Pretty soon he heard a merry treble voice piping out: “Is ze gockter tum to oo house?” and Lawrence saw little Martha toddling toward him. Little Martha was Mistress Dandridge’s baby girl. The Dandridges lived a short way beyond the oak grove, and little Martha loved to visit Uncle Lawrence and Aunt Mary, as she called Lawrence and his wife.
“Yes, Martha,” said Lawrence, sadly, “the doctor’s come.”
“Ain’t oo glad ze gockter’s tum?” asked the child, anxiously, for she recognized the weary tone of Lawrence’s voice.
“Oh, yes,” he answered, quickly and with an effort at cheerfulness, “I ‘m glad he ‘s come. Ha, ha!”
“Is oo doing to have oo toof pulled?” she inquired, artlessly.
Lawrence shook his head.
“No, little one,” said he, in a melancholy voice, “I wish I was.”
Then Martha wanted to know whether the doctor had brought his saddlebags, and when Lawrence answered in the affirmative a summer of sunshine seemed to come into the child’s heart and burst out over her pretty face.
“Oh, I know!” she cried, as she clapped her fat little hands. “Ze gockter has bwought oo a itty baby!”
Now Martha’s innocence, naivete, and exuberance rather pleased Lawrence. In fact, Martha was the only human being in all the world who had treated Lawrence with any kind of consideration that February morning, and all at once Lawrence felt his heart warm and go out toward the prattling child.

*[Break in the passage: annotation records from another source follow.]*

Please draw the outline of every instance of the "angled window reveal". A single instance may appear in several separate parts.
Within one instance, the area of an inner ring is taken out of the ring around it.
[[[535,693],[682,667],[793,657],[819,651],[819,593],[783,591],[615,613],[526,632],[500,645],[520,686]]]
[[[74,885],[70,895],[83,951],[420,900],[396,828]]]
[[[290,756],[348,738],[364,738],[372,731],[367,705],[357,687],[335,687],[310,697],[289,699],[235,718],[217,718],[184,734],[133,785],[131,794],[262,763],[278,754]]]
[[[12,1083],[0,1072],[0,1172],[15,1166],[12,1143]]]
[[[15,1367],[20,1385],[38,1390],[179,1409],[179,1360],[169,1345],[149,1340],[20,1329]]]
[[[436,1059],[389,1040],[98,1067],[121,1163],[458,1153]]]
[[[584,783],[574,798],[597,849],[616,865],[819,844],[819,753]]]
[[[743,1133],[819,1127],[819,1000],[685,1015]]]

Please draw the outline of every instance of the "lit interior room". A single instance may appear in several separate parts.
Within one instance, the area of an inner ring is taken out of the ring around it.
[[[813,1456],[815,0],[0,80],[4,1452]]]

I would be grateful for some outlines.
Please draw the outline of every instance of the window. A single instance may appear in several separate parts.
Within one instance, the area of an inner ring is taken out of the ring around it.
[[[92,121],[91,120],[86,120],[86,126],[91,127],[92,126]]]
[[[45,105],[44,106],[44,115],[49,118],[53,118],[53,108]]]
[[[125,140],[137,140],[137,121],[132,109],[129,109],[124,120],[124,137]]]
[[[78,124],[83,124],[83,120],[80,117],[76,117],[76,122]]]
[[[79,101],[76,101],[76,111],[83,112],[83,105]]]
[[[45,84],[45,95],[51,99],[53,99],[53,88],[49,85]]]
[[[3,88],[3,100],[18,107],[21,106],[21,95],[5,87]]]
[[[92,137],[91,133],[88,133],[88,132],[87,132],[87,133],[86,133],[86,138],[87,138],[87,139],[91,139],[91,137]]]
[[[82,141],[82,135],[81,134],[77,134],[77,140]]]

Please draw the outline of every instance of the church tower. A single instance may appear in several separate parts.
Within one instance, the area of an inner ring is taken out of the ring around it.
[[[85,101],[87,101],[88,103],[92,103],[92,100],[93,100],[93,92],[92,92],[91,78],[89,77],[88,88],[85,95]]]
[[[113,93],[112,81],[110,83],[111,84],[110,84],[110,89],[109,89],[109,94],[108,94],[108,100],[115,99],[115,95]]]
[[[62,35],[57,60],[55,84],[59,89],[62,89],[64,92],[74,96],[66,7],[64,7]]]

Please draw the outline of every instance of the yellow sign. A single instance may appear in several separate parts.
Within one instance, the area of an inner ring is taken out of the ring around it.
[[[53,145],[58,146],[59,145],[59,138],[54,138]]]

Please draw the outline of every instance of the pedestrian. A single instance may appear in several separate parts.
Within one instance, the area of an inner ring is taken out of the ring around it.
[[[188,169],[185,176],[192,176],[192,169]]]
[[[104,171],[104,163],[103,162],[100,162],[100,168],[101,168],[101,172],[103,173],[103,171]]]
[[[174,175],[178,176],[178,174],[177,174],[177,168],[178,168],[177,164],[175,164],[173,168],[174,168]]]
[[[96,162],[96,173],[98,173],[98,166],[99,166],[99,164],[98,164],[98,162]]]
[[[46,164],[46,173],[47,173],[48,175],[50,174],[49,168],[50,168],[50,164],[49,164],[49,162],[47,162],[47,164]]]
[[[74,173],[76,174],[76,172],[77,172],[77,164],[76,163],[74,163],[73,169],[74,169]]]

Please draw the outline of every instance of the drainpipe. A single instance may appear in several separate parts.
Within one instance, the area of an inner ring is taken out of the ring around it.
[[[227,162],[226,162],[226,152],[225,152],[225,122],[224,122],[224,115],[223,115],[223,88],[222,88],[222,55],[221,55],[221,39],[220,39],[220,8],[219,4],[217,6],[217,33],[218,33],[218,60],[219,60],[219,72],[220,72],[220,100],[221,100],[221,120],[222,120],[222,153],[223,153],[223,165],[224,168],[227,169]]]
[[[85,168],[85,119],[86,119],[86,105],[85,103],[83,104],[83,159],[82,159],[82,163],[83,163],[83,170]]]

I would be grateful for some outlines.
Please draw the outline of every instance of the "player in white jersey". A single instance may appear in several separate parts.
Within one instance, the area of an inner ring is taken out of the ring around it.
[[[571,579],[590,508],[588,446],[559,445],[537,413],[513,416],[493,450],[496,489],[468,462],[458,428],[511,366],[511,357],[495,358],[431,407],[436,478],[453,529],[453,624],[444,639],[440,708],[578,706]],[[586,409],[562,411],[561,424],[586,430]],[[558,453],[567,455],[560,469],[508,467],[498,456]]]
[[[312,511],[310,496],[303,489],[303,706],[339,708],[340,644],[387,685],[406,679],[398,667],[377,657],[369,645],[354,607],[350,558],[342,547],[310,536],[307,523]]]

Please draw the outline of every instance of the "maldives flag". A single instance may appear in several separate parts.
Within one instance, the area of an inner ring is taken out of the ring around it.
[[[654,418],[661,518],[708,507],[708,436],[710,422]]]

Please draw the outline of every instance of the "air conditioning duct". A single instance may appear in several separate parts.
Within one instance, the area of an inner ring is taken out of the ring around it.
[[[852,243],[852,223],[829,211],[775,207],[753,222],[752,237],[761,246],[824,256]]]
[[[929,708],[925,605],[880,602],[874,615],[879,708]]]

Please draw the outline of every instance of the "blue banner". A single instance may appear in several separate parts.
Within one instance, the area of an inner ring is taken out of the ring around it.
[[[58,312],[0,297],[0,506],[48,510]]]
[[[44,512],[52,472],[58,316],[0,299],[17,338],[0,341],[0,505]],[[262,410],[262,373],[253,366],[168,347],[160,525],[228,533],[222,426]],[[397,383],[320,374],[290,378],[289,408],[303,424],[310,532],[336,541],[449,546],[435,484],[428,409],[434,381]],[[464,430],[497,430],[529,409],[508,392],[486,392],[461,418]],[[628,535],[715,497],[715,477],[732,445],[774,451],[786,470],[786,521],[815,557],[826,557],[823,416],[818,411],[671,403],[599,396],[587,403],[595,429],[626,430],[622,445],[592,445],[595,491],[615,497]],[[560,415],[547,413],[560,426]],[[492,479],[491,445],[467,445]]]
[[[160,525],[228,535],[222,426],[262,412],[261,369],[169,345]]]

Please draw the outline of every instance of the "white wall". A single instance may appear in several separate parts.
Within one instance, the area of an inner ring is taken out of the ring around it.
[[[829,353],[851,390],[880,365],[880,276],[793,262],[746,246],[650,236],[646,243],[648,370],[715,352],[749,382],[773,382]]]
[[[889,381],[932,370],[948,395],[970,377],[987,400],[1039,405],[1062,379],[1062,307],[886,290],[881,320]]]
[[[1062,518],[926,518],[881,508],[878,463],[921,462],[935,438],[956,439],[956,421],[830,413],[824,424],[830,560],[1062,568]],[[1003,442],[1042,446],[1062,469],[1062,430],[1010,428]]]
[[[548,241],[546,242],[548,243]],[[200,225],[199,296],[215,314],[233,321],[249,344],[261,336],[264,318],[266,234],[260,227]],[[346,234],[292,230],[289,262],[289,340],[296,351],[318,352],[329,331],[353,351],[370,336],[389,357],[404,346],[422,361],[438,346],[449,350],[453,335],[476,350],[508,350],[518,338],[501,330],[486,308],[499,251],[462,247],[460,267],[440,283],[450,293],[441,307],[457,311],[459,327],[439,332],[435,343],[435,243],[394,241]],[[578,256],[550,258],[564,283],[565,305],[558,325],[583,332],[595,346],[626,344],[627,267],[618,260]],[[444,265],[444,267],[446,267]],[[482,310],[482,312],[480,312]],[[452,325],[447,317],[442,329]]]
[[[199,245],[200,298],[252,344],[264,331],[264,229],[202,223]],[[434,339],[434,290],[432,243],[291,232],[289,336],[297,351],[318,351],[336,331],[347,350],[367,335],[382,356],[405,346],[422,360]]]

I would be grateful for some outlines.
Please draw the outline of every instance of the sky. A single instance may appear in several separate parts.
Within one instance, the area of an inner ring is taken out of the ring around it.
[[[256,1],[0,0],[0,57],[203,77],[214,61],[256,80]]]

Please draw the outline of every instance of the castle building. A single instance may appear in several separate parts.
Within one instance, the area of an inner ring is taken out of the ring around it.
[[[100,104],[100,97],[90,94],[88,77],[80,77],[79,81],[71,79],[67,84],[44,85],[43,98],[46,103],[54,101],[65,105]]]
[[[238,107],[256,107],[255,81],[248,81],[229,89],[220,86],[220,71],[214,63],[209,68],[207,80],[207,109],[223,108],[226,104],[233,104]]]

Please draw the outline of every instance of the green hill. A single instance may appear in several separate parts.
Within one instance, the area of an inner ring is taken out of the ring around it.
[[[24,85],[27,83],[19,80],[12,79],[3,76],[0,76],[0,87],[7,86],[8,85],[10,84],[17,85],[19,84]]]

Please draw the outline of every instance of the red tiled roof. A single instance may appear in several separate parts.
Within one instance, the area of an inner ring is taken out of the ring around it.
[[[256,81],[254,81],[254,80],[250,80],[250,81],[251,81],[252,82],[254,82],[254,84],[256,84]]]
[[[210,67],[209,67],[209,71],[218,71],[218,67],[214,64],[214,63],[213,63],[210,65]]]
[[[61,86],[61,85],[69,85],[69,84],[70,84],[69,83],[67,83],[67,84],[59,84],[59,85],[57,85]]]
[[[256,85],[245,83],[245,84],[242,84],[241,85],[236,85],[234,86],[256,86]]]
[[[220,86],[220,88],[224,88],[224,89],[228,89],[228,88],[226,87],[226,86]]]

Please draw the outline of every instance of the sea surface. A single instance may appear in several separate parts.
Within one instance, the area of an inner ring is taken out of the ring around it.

“Come here, little Martha,” said he, kindly, “and let me hold you on my knee. Who told you about the–about the–the baby, eh?”
“Mamma says ze gockter allers brings itty babies in his sagglebags. Do oo want a itty baby, Uncle Lawrence?”
“Yes, Martha, I do,” said he, kissing her, “and I want a little girl just like you.”
Now Martha had guessed at the event, and her guess was eminently correct. Lawrence had told the truth, too; it was a little girl he wanted–not one that looked like Martha, perhaps–one that looked like his Mary would please him most. So the two talked together, and Lawrence found himself concocting the most preposterous perjuries touching the famous saddlebags and the babies, but it seemed to delight little Martha all the more as these perjuries became more and more preposterous.